After crossing this magnificent bridge I called into the Visitor Centre. I had noticed a walking trail leaving the car park and thought it might be interesting. I inquired with the ranger and he asked how far I planned on walking. I had in mind about 3km and asked him how long the trail was. He replied it was over 1,400km! (Apparently it was a section of a walking trail that commences on the east coast of the US and continues across the northern states). I indicated I would probably only do a part of this that day and then he asked if I had anything orange to wear. He explained that the hunting season was now on and it would be very dangerous to be walking without the customary iridescent vest!
We agreed that my best option instead was a two mile coastal boardwalk in the next town St Ignace which was a sleepy fishing village a few miles further on where I would be out of harm’s way!
On another drive I noticed in the middle of nowhere a small shop and shed which advertised stationery. I went in and saw several printing presses in operation producing stationery using wood cuts that had been made by the now deceased founder, Gwen Frostic. She was a keen botanist who spent her life in the region and developed the woodcut business to the point that there is an international market for her products. See: http://www.gwenfrostic.com/
Potesky

About 80 km north of Traverse City was a very attractive little town of Potesky on the coast of Lake Michigan. It had a port and was prosperous, tidy, historic, and well-endowed with churches (I counted seven in three blocks!) and had beautiful decorations set up for Christmas. The light poles were like old fashioned gas lights and around each post they had woven fairy lights and at the top of each pole near the main light they put either red wreaths or red bunting. The effect was so pretty and when the streets are snow covered it will be spectacular.
 
Apparently Ernest Hemingway lived here for some years and in a saloon his usual place at the bar is highlighted.
Wineries
On another excursion I visited a winery district on a peninsular out from Traverse City. There were about a dozen wineries each with their own specialisation. One I visited was using Malbech grapes from Argentina in some of its blends.

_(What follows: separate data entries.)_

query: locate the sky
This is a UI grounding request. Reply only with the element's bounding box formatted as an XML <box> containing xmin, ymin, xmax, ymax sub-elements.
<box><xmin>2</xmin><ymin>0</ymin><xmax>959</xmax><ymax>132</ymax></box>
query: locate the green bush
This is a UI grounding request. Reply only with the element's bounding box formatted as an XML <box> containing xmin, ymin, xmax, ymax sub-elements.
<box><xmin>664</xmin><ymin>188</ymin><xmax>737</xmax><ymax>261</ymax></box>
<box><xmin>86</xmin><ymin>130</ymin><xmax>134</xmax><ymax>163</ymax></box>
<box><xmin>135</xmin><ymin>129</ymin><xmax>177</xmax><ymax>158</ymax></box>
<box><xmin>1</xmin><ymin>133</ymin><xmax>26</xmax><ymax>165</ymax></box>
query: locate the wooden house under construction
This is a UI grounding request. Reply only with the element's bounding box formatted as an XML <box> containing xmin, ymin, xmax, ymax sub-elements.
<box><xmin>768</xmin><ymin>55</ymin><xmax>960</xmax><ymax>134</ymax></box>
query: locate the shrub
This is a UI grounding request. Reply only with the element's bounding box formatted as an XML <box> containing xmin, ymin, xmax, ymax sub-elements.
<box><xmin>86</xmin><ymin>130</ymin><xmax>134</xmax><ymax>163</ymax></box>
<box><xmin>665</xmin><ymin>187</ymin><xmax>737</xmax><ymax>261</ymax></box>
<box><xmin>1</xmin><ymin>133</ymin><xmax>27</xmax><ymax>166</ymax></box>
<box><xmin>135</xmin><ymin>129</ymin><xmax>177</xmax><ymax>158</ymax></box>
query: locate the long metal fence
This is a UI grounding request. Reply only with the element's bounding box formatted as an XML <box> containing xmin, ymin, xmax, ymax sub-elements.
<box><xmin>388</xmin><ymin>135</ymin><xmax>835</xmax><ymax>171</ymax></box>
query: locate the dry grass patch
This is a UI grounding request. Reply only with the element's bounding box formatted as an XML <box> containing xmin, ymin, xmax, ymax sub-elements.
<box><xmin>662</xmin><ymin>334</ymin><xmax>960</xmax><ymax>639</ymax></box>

Great Bear National Park and Sand Dunes were well worth a visit although I was constrained from trail walking due to the presence of hunters. While driving along the forest roads cars or utilities are randomly parked and these are apparently the hunters’ vehicles.
 
There are many streams on which canoes were being used although there would be more in summer. The current will take you from A to B and the paddle is used to steer. The canoe rental company then drives you back to your starting point after your three hour journey down stream.
Tomorrow I fly to Berlin and on to Rennes in Brittany.